REVIEW: The Great Escape
I’m not sure we’ll get every story of heroism, bravery, and ingenuity that made World War II so endlessly fascinating, but by now we seem to have gotten the best of them. The war had a scope involving millions of people on a global scale never seen before so the stories of the atrocities and acts of mercy continue to be uncovered and justly celebrated. And yet, one of the most enduring tales was not about a battle. Instead, the true story of the massive escape from Germany’s Stalag Luft III demonstrates a never-say-die attitude that demoralized the enemy. Thinking themselves clever, the Nazis collected their most troublesome prisoners and placed them in one facility, thinking they would be able to keep a better eye on them. They were all officers and treated a such, with the expectation that they would not cause trouble.
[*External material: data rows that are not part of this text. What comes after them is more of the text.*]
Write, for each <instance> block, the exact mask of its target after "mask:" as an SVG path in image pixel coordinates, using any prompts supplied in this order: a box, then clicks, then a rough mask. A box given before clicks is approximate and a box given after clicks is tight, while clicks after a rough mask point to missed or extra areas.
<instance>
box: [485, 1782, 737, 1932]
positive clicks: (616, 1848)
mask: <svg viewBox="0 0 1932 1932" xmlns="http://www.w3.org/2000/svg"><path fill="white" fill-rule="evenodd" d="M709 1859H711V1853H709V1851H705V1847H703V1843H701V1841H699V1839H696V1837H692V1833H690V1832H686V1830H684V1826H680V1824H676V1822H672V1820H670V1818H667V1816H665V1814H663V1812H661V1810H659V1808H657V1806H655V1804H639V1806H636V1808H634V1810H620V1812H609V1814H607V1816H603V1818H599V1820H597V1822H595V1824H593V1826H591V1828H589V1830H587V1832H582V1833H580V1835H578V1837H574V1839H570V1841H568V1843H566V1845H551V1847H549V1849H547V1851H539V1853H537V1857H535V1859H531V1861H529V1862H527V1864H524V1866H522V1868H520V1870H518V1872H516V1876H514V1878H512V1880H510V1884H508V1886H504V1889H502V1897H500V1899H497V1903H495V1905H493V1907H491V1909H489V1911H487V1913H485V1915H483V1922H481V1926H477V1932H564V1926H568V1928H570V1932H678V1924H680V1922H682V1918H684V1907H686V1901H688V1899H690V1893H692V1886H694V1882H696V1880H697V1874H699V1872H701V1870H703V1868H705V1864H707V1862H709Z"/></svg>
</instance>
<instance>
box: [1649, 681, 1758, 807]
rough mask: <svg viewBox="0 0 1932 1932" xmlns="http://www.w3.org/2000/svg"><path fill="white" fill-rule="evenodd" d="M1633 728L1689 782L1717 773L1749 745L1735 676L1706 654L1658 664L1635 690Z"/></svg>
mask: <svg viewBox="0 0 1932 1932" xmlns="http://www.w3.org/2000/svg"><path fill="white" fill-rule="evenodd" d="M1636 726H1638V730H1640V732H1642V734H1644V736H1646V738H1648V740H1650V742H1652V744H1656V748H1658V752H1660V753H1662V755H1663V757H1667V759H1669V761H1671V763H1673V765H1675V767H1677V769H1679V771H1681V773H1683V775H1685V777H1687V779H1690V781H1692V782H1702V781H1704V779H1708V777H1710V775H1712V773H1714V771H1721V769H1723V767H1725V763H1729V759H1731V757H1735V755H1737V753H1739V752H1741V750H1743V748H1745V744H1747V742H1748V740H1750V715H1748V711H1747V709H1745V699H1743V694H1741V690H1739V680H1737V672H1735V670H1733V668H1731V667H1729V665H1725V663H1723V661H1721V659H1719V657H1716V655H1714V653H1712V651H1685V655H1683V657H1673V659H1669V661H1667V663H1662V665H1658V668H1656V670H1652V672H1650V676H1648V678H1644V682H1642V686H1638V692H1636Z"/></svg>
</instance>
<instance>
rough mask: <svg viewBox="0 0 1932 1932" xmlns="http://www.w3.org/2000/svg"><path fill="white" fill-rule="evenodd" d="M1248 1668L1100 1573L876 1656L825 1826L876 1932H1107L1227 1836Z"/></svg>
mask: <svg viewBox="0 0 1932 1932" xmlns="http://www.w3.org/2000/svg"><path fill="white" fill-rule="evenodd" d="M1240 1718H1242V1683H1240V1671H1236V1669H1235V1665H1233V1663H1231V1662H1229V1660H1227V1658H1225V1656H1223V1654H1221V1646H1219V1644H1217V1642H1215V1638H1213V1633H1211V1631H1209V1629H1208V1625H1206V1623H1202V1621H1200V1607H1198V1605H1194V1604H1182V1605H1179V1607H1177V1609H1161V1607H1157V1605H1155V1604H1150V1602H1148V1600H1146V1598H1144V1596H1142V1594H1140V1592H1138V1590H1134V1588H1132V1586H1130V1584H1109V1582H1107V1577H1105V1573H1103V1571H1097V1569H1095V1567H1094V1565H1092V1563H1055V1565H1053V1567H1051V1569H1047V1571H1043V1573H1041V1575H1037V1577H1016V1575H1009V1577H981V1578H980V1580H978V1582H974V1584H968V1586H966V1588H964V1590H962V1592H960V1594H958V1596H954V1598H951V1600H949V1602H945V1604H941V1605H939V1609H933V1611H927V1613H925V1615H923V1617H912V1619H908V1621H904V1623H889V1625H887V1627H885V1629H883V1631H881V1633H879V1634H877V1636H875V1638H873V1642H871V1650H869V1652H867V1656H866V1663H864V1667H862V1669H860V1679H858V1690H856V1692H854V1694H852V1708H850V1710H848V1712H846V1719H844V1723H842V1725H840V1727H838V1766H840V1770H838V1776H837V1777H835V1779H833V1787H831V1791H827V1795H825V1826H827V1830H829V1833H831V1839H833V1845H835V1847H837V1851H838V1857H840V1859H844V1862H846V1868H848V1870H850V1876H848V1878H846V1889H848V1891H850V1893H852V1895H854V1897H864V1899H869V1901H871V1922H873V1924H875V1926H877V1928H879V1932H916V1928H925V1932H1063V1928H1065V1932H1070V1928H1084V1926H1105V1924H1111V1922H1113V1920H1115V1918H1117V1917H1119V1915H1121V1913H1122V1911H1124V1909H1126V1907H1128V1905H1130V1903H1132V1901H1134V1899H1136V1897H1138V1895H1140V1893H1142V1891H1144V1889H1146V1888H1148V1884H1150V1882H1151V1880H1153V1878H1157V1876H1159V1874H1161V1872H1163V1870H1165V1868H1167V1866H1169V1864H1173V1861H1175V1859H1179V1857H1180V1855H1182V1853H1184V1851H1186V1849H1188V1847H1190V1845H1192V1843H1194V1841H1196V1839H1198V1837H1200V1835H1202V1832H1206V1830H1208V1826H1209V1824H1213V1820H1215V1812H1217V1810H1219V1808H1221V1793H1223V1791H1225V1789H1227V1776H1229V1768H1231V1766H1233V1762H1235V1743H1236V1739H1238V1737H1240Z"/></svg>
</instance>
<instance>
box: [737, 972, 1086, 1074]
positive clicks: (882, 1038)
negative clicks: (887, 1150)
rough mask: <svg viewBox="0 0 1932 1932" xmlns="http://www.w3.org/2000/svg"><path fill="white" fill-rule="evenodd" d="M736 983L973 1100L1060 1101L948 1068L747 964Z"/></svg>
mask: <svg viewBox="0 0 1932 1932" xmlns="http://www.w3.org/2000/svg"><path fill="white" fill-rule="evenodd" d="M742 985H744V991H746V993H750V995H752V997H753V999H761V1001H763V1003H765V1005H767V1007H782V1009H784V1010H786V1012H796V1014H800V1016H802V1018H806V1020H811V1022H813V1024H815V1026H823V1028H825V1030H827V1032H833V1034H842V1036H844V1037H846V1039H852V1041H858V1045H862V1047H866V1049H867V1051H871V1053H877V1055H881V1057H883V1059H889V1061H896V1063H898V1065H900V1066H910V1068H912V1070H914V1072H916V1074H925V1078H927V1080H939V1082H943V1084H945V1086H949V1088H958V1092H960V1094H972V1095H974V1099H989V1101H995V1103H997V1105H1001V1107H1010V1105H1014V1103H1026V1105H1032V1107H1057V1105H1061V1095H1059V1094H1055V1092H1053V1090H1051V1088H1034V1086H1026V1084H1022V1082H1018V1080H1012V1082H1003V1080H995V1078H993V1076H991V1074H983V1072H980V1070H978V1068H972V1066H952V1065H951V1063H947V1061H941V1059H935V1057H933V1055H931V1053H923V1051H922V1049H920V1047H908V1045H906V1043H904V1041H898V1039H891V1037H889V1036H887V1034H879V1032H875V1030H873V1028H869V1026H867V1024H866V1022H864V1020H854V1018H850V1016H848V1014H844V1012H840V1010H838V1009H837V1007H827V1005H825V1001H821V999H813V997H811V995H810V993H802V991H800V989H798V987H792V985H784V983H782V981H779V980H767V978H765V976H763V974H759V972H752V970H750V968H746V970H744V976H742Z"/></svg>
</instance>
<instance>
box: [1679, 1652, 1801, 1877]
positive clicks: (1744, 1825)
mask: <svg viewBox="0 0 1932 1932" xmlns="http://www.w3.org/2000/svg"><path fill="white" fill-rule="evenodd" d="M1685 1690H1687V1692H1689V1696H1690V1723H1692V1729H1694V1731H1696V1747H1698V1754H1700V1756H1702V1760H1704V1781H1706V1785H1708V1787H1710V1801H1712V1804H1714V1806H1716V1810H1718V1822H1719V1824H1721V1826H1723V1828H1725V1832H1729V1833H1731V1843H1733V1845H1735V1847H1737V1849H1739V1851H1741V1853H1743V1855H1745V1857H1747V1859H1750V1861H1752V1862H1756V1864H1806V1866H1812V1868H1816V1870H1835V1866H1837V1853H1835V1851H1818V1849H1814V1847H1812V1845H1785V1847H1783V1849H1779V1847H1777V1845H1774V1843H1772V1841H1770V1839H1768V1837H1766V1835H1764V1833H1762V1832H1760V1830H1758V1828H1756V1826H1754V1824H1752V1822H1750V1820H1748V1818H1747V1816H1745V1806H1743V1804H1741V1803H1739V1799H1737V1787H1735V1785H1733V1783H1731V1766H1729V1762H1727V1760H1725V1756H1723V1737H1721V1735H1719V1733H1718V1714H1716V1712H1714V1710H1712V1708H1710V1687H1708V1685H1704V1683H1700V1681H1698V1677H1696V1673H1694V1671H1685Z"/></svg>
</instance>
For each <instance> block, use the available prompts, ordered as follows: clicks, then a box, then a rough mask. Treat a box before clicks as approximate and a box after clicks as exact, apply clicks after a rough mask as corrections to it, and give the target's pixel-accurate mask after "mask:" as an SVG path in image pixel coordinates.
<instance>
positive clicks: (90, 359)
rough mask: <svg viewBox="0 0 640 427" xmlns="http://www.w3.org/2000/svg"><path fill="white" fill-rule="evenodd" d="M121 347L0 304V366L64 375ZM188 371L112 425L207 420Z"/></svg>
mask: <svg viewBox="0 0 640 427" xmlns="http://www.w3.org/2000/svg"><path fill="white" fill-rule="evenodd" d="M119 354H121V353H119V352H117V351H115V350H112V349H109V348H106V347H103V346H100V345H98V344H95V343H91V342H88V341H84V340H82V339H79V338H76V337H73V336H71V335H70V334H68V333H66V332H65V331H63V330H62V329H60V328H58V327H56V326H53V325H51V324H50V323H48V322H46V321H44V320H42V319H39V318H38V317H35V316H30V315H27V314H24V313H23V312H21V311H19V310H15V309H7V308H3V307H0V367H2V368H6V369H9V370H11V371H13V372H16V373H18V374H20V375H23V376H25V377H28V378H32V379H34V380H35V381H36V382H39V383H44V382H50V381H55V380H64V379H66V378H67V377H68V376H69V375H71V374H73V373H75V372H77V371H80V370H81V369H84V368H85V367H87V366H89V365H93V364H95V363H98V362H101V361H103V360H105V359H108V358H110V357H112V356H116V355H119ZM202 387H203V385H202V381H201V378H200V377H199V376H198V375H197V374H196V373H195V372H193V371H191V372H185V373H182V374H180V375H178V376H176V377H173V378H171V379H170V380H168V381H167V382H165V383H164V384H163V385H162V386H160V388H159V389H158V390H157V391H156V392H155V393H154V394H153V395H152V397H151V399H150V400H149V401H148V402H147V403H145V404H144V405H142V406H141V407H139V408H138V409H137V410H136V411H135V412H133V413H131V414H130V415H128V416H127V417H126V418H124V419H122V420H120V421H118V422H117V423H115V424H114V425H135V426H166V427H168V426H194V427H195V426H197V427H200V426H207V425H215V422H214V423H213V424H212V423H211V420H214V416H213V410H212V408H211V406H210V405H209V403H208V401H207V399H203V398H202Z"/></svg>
What the Germans forgot was that a prisoner’s first job was to escape and that’s exactly what these disciplined, highly-trained and clever men managed to do. It was an international effort that saw them survey and engineer three tunnels (cheekily nicknamed Tom, Dick, and Harry) that would allow 250 soldiers flee captivity. Paul Brickhill who was there, immortalized the effort in his 1950 nonfiction account The Great Escape.
It was a story ripe for Hollywood but studio after studio turned it down until finally John Sturges finally convinced United Artists to finance the production. Sturges both produced and directed from a screenplay credited to James Clavell, W.F. Burnett, and Walter Newman. Compromises had to be mader to make it palatable to Hollywood and its audiences. The American POWs who helped dig the tunnels were relocated seven months before the escape so reality was twisted to keep the yanks on hand. Additionally, characters became composites of real people, so it had the look and feel of what happened without the exact details.
The film is headlined by Steve McQueen, looming large in the marketing but small in the grand scheme of things, James Garner, Richard Attenborough, James Donald, Charles Bronson, Donald Pleasance, James Coburn, and David McCallum. (McCallum at the time was married to future Star Trek guest star Jill Ireland, who fell in love with Bronson during the shoot.) The Stalag was reconstructed with frightening attention to detail in Bavaria and the film benefitted from a fine Elmer Bernstein score. Technical advisor Wally Floody, a former prisoner at the dreaded place, was stunned at how real it felt.
A movie about digging tunnels for much of its 172 minutes might sound dull, but Sturges kept thigns interesting by showing how the men forged bonds and overcame fear and adversity. None of the characters were especially deep but all were idiosyncratic enough to remain interesting. Some action pieces, such as the iconic motorcycle, were added. When released in 1963, it was a surprise hit and has showed enduring staying power, referenced in countless pop culture sources and is credited as an inspiration for the questionable sitcom Hogan’s Heroes.
Now 50 years old, the film remains entertaining viewing and 20th Century Home Entertainment has just released it on Blu-ray for the first time. Unfortunately, they did not use the occasion to remaster the film; merely transfer it from the 2004 two-disc release. As a result, it looks fine but should look better.
The film was great fun and serious drama but it won no awards except from the men who were there, who later told Sturges what a fine job he did. Those anecdotes, recorded in 1974, survive on one of the many commentary tracks that were also ported over from the last release. Coupled with the fine lossless DTS-HD MA 5.1 audio, it is satisfactory but not what the movie and today’s viewers deserve.
The bonus features from the 2004 release are here with the exception of the trivia track and the photo gallery. But we do get:
Commentary with Director John Sturges, Cast and Crew, as Steven Jay Rubin, author of Combat Films: American Realism, 1945-1970, stitches together a series of interviews into this track. He managed to speak with Sturges in 1974 and later Coburn, Garner, McCallum, Pleasance, Jud Taylor, Sturges’ former assistant Robert Relyea, stuntman Bud Ekins, art director Fernando Carrere, and McQueen’s one-time manager Hilly Elkins.
The Great Escape: Bringing Fact to Fiction (12:21) which originally ran on History Channel, narrated by Burt Reynolds.
The Great Escape: The Flight to Freedom (9:22): Another History Channel featurette compares the reality versus the Hollywood version of events.
The Great Escape: A Standing Ovation (5:58): Another History Channel featurette examining the 1963 reaction by POWs to the film.
The Great Escape: The Untold Story (50:47): Made for British audiences, this used a mix of interviews and re-enactments.
The Great Escape: The Untold Story—Additional Interviews (9:35).
The Real Virgil Hilts: A Man Called Jones (25:01): American Army pilot David Jones, who participated in the famed Doolittle Raid, was the template for McQueen’s character and gets a nice profile here.
Return to The Great Escape (24:09): Rubin directed this 1993 Showtime entry with Garner, Pleasance and Coburn, reminiscing.